I studied design and mechanical engineering at Chalmers University of Technology in Gothenburg. I also ran a specialty coffee business on the side of my studies. After that I spent a couple of years freelancing in user experience design and design/business strategy, which I continued doing to support myself as we started working on Holo. This month (August 2021) is in fact the first month ever I am working full-time on Holo and taking a salary!
What inspired you to start your company?
I struggled with health problems for several years, both mental and physical (they are very much related).
The more I looked for a solution to my problems, the more confused I became. Despite having had a deep interest in health for a long time, it was almost impossible to sift through all the contradictory advice and figure out what exactly I needed to do to get rid of my specific problems.
I devoured hundreds of books, podcasts, and courses on everything from diet, exercise, and sleep to psychology, evolution, agriculture, and food production.

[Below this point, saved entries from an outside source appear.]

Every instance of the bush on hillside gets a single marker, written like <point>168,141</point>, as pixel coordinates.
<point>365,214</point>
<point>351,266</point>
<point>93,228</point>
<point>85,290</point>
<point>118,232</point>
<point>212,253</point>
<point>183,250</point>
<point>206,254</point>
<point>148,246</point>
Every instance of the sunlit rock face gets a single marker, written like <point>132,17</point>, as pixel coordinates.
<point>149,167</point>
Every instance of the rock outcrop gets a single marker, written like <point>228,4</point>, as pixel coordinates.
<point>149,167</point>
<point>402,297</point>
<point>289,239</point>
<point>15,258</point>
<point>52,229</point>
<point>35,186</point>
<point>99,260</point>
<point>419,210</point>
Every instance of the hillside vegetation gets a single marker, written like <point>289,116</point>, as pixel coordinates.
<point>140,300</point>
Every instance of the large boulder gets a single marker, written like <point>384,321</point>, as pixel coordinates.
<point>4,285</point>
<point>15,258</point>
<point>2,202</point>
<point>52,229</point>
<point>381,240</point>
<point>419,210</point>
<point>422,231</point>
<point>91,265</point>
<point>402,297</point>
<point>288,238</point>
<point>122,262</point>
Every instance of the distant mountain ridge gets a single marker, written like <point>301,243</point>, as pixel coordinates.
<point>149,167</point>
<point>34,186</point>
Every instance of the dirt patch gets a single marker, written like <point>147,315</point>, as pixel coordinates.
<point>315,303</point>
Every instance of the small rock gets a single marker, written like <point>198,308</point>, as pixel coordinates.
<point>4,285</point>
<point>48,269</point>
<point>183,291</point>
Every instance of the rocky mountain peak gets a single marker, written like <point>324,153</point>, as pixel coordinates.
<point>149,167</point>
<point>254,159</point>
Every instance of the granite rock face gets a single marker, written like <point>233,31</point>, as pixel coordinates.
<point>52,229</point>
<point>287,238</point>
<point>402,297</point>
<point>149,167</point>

For years, I experimented with any and all interventions I could find. At one point, I could barely keep track of all the supplements I took daily. It was even more difficult to evaluate which lifestyle changes actually yielded results. I lost faith countless times and it felt like I always took one step forward and two steps back.
By chance, I came in contact with a group of prominent people in the medical field called functional medicine. They pointed me in the right direction and I slowly but surely began to see patterns in all the information I had filled my head with.

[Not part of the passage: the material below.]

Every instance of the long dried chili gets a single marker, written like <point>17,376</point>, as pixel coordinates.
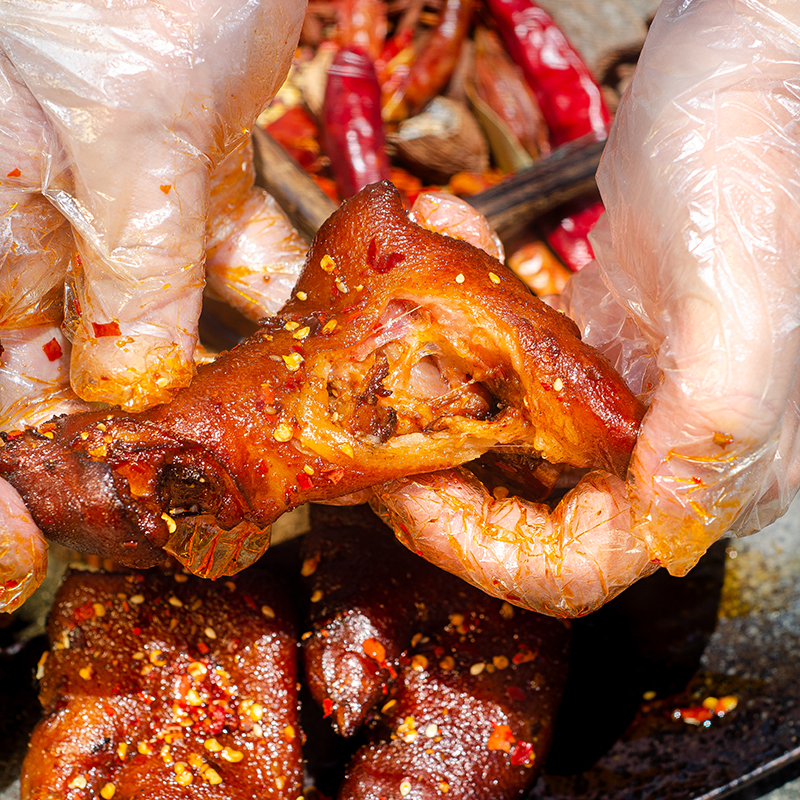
<point>432,69</point>
<point>568,95</point>
<point>571,102</point>
<point>353,134</point>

After enormous effort and years of unnecessary suffering, I finally took back my health. Today I can hardly believe how good I feel, let alone how good I will be able to feel in the future.
Along the way, I saw clearly many of the societal and behavioral problems that are robbing more and more people of their health. I also understood the power of functional medicine and ancestral health. I realized there must be a better way than to fumble around in the dark as I did – and the vision for Holo was born.
What problem are you solving and what is your mission at Holo?
Holo helps people improve chronic health problems by finding the right lifestyle for them. Our mission is to stop unnecessary suffering and help individuals create a happy and healthy life free from chronic disease.
How did you meet your co-founders?
When I first started thinking about the idea behind Holo, I connected with Peter Martin, a medical doctor in the functional medicine space, to discuss the feasibility of my ideas and to get any tips and feedback I could. After our meeting he told me I should meet his son, Julius Martin, who had been thinking of many of the same ideas. We started talking about it and naturally transitioned into viewing it more and more as a serious business. We then decided we needed a technical co-founder and spent a couple of months searching. Eventually I talked to one of my childhood friends, who said he had gone to school with someone, Kalle Hansson, who could be a good fit. We went to lunch together, and after 10 minutes of meeting each other, we knew this was our guy. And now Kalle and I even live together!
Tell us about a time your plans didn’t go as planned?
Well, when I started my first company, I did NOT know anything about business. In a way, I believe this is how entrepreneurship has to be in the beginning – some lessons you have to learn by doing – regardless of your background or how much you know in theory.
In my ignorance, I picked a business that was relatively capital intensive, that I didn’t have enough passion for, and that also required labor (i.e. personnel at a specific physical location each day) to work. All the while, I was at school all day on most days, so we had to hire people from day one. Bad idea.
In essence, the numbers didn’t add up. So we steadily lost money and couldn’t turn it around in time.
This resulted in me being overworked, stressed and miserable, and in fact was a big contributor to the health problems I mentioned before.
Later when we pivoted towards an online business in the same space, things turned around pretty quickly. We got a handle on this whole “running a business” thing, and although we never grew it to something big, we could at least turn a profit fairly quickly.
In a sense, that whole business was a failure, but of course – failure depends on your goal. Looking back, I view it not as a failed business but as a very successful entrepreneurship- and business school for me. I made almost all the biggest mistakes you can make, and still came out of it relatively in one piece. That was super valuable.
What is one thing the SSE Business Lab has helped you with?
I think the main things are context and accountability. It’s a common phenomenon in entrepreneurship – you can sometimes feel like you’re the only people in the world doing this thing. But at the SSEBL, you continually interact with others who are in the same situation. And by talking about your progress and your goals, there is the added accountability of wanting to stay true to your word and be one of the companies who help inspire the others etc.
Please share with us one piece of Advice for people starting their ventures today. Something you wish you had known.
I guess I would draw some advice from the “failure” I mentioned before:
1. Know your numbers, or at least have a well thought-out idea of how the business model, the income streams and related costs will add up.
2. Give your business what it needs. If your business needs capital and labor to work, and you don’t have access to that or the intentions to procure it – then pick another business to start.
3. You can’t compete if you’re not the right person for the job. Pick something where even the hardest moments don’t really feel like work to you.
Can you share with us three tools that make your life as a founder easier?
1. Todoist (although I use it more like a schedule than a To-Do list)
2. Coda – awesome tool to collaborate and create clear shared mental models. It’s like a visual representation of your organisation and processes.